Club Robot ESEO – Dans l’antre de l’équipe

>>Club Robot ESEO – Dans l’antre de l’équipe

Nous poursuivons aujourd’hui notre découverte de quelques clubs de robotique avec une interview du club ESEO d’Angers qui participera pour la 23ème fois à la Coupe de France de Robotique en 2018 : ils font parti des tous premiers qui ont rejoint l’aventure !

Ce sont Paul, Etienne et Tanguy qui ont répondu à nos questions pendant un peu plus de 30 minutes pour nous faire part de leur expérience « Coupe de France de Robotique ». Alors bien sûr, Thomas présent sur l’événement depuis un petit bout de temps en tant que bénévole (et en tant que membre d’équipe auparavant) a déjà eu l’occasion de les croiser et les connaît bien. Mais pour ma part, présente dans l’association depuis moins longtemps, je ne les connaissais que par leur mascotte ! Alors qui sont-ils ?

Etienne m’explique tout d’abord que l’ESEO est une école d’ingénieur en électronique et en informatique sur Angers (49) qui à 62 ans et dont le club robot ESEO a été créé il y a 23 ans. Plus de vingt étudiants participent cette année au développement des robots, que ce soit sur des questions mécaniques, de programmation, d’assemblage, de communication… que de monde ! Et vous savez quoi ? Ils ont même des étudiants responsables du transfert de connaissances !

Pour Etienne, Tanguy et Paul ce n’est pas leur première participation à la Coupe de France de Robotique, ils ont déjà leurs habitudes au parc expo Les Oudairies de La Roche-sur-Yon. C’est pourquoi je me suis demandée comment ils avaient connu ce concours. Pour Paul, la Coupe c’est avant tout une histoire d’amitié. En effet, il a tout d’abord rejoint le club car « d’autres amis y étaient et de fil en aiguille [il a] fini par rejoindre et intégrer l’équipe ». Bien sûr, il en avait « déjà entendu parler » et était « impressionné par ce que faisait l’ESEO » mais il a tout de même tenté sa chance.
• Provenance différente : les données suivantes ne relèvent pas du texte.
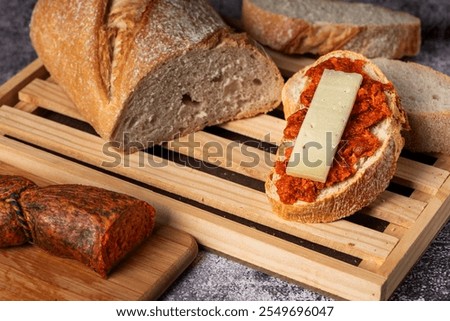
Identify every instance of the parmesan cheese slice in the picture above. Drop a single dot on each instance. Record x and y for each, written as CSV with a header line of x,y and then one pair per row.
x,y
324,124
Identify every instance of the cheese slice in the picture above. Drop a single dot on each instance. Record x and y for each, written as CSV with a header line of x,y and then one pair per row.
x,y
323,126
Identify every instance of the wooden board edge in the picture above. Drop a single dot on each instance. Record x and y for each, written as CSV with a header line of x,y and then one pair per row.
x,y
416,240
186,260
9,91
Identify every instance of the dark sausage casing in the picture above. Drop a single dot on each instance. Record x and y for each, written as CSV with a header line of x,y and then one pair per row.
x,y
11,231
94,226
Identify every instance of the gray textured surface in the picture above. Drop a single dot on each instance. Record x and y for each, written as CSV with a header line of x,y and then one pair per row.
x,y
213,277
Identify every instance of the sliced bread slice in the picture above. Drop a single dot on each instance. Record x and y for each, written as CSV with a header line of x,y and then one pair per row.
x,y
142,72
373,173
321,26
425,96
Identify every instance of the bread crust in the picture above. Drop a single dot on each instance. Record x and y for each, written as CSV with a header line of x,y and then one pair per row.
x,y
99,50
298,36
369,181
426,104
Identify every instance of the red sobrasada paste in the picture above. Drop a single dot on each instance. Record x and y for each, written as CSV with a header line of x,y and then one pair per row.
x,y
371,107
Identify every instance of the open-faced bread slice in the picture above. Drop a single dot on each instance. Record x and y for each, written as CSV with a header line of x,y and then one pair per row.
x,y
368,176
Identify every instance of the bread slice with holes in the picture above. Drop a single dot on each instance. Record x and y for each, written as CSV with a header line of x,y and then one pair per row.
x,y
372,173
425,96
142,72
321,26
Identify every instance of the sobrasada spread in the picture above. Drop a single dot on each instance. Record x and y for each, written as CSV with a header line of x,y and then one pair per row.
x,y
370,108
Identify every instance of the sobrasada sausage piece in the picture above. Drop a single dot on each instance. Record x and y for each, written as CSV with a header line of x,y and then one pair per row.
x,y
94,226
12,232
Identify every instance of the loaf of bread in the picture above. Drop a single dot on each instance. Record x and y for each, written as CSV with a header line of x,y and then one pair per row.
x,y
95,226
425,96
367,154
321,26
146,71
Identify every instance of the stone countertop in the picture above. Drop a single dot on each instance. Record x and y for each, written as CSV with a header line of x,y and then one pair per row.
x,y
213,277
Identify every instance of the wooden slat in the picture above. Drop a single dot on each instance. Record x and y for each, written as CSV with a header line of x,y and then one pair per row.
x,y
417,238
395,208
420,176
263,127
287,259
225,153
210,190
45,93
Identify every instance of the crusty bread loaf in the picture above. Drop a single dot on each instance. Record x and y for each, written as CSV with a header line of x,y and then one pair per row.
x,y
373,173
321,26
425,96
142,72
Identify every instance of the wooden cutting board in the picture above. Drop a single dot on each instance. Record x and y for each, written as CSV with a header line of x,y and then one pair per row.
x,y
220,200
29,273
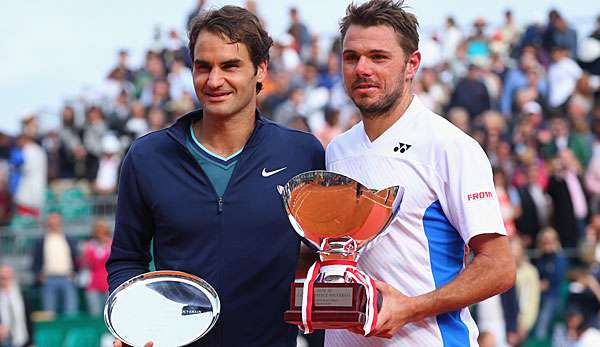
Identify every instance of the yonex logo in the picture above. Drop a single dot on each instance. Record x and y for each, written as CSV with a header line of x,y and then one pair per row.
x,y
402,147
Pour Etienne, c’est en entrant à l’ESEO qu’il a découvert le club et qu’il s’est dit que « c’était intéressant pour apprendre des nouvelles choses et apprendre des anciens du club ». Tanguy, quant à lui, en avait déjà entendu parler avant d’intégrer l’ESEO mais sans s’en intéresser vraiment. Le déclic s’est fait quand des anciens l’ont « un peu poussé à entrer dans le club ». Comme quoi la personne en charge de la communication au sein du club a bien fait son travail !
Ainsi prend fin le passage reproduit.